Papa anuncia a celebração de um ‘Ano da Fé’

de outubro de 2012 a novembro de 2013, pelos 50 anos do início do Concílio Vaticano II

Nos
50 anos da abertura do Concílio Ecuménico Vaticano II, a partir de 11
de Outubro 2012, a Igreja celebrará um “Ano da Fé”. Anunciou-o o Papa na
Missa celebrada em São Pedro, no final do encontro com pessoas
“empenhadas, em muitas partes do mundo, nas fronteiras da nova
evangelização”:

“Decidi
proclamar um ‘Ano da Fé’, que terei modo de ilustrar com uma Carta
Apostólica. Terá início a 11 de Outubro de 2012, no quinquagésimo
aniversário da abertura do Concílio Vaticano II, e concluir-se-á a 24 de
Novembro de 2013, solenidade de Cristo Rei do Universo.

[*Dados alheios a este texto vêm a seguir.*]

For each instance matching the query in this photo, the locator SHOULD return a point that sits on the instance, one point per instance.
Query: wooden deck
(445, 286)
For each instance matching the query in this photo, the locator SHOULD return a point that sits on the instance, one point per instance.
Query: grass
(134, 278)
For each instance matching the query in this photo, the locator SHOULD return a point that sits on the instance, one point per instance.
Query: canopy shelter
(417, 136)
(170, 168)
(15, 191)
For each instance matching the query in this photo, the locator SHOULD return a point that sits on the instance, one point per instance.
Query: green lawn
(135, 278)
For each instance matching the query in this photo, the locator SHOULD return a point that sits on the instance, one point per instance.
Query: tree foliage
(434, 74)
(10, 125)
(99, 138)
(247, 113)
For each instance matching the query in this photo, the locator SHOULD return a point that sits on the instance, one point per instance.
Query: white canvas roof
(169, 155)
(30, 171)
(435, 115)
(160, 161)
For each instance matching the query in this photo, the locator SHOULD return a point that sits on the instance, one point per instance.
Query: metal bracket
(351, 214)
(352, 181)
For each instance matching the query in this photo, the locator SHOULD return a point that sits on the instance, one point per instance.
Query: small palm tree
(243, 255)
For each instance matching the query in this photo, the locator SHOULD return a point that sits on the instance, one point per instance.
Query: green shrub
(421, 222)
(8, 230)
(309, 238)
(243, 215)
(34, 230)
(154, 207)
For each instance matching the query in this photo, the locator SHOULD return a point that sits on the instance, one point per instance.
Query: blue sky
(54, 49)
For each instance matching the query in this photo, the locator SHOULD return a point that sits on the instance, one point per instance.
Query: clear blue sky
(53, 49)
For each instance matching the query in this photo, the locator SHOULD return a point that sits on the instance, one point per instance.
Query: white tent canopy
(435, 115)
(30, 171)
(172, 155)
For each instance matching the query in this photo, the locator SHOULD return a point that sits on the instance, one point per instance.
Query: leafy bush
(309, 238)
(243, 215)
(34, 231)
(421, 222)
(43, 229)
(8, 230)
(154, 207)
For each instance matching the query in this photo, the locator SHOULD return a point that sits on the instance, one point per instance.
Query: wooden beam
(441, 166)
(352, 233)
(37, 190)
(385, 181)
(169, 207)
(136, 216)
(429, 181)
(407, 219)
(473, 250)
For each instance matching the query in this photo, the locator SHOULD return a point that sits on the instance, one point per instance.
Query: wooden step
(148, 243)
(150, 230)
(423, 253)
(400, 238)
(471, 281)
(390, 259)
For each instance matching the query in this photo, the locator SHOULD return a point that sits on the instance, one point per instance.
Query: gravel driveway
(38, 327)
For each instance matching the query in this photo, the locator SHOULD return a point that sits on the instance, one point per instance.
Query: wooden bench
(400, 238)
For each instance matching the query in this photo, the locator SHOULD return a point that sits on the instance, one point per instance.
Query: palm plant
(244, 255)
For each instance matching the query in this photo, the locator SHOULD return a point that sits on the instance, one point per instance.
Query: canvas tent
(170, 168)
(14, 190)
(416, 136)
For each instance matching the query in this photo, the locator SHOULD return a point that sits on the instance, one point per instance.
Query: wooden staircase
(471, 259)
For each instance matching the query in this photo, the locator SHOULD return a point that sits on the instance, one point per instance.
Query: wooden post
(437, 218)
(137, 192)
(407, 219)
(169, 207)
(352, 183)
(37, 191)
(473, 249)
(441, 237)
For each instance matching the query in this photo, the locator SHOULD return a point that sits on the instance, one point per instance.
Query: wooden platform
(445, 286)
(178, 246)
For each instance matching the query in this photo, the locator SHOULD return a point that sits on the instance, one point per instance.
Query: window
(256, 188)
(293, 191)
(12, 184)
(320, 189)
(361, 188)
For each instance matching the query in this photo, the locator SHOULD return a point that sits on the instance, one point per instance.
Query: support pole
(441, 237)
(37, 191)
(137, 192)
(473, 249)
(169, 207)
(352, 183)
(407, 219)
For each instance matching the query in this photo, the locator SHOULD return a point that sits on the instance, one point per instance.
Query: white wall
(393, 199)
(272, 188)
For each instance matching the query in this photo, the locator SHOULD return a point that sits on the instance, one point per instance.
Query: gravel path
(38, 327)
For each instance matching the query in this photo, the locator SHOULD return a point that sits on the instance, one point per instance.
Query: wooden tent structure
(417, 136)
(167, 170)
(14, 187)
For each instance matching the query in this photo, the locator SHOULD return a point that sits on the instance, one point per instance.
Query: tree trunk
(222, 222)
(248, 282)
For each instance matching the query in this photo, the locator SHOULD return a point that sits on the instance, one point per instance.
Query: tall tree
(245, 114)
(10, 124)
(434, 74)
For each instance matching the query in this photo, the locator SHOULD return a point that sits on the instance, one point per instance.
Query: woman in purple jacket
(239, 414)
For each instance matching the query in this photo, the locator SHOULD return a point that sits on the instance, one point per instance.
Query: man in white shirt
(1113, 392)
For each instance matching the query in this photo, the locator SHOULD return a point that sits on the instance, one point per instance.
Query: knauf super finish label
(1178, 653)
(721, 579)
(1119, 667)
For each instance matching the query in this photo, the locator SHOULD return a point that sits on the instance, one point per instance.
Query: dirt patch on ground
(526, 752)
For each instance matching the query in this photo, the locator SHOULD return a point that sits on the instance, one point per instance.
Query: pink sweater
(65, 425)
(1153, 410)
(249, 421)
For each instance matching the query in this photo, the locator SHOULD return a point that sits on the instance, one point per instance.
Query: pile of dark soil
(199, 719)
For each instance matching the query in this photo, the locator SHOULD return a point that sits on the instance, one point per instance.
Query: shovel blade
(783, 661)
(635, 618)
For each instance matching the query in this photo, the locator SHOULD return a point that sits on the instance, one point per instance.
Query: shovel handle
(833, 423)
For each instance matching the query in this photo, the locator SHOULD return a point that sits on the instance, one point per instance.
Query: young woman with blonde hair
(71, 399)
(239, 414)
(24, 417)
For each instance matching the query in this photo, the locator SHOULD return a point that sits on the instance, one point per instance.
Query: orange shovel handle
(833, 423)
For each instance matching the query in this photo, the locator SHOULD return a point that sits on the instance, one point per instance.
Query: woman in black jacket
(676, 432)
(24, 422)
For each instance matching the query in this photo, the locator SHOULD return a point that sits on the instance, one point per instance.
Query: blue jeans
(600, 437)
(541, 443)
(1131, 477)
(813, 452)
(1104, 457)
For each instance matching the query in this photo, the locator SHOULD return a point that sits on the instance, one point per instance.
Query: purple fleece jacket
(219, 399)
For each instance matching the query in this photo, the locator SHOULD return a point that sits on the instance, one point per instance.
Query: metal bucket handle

Será um momento
de graça e de empenho para uma cada vez mais plena conversão a Deus,
para reforçar a nossa fé e para anunciá-Lo com alegria ao homem do nosso
tempo”.

Comentando as leituras deste domingo, Bento XVI
começou pelo texto de Isaías, que “nos diz que Deus é uno, é único; não
há outros deuses para além do Senhor, e mesmo o potente Ciro, imperador
dos persas, faz parte de um projeto maior, que só Deus conhece e
conduz”. Esta Leitura – fez notar o Papa – “dá-nos um sentido teológico
da história: as mutações epocais, o suceder-se das grandes potências
encontram-se sob o supremo domínio de Deus; nenhum poder terreno pode
ocupar o seu lugar”

“A
teologia da história é um aspeto importante, essencial, da nova
evangelização, porque os homens do nosso tempo, após a nefasta época dos
impérios totalitários do século XX, têm necessidade de reencontrar um
olhar abrangente sobre o mundo e sobre o tempo, um olhar verdadeiramente
livre, pacífico”.

Trata-se – sublinhou o Papa – daquele
olhar que o Concílio Vaticano II transmitiu nos seus Documentos, e que
Paulo VI e João Paulo II ilustraram com o seu magistério.
Prosseguindo
depois com a segunda Leitura, Bento XVI fez notar que o apóstolo Paulo,
“o maior evangelizador de todos os tempos”, escreve que o seu Evangelho
“não se difundiu apenas por meio da palavra, mas também com a potência
do Espírito Santo e com plena certeza.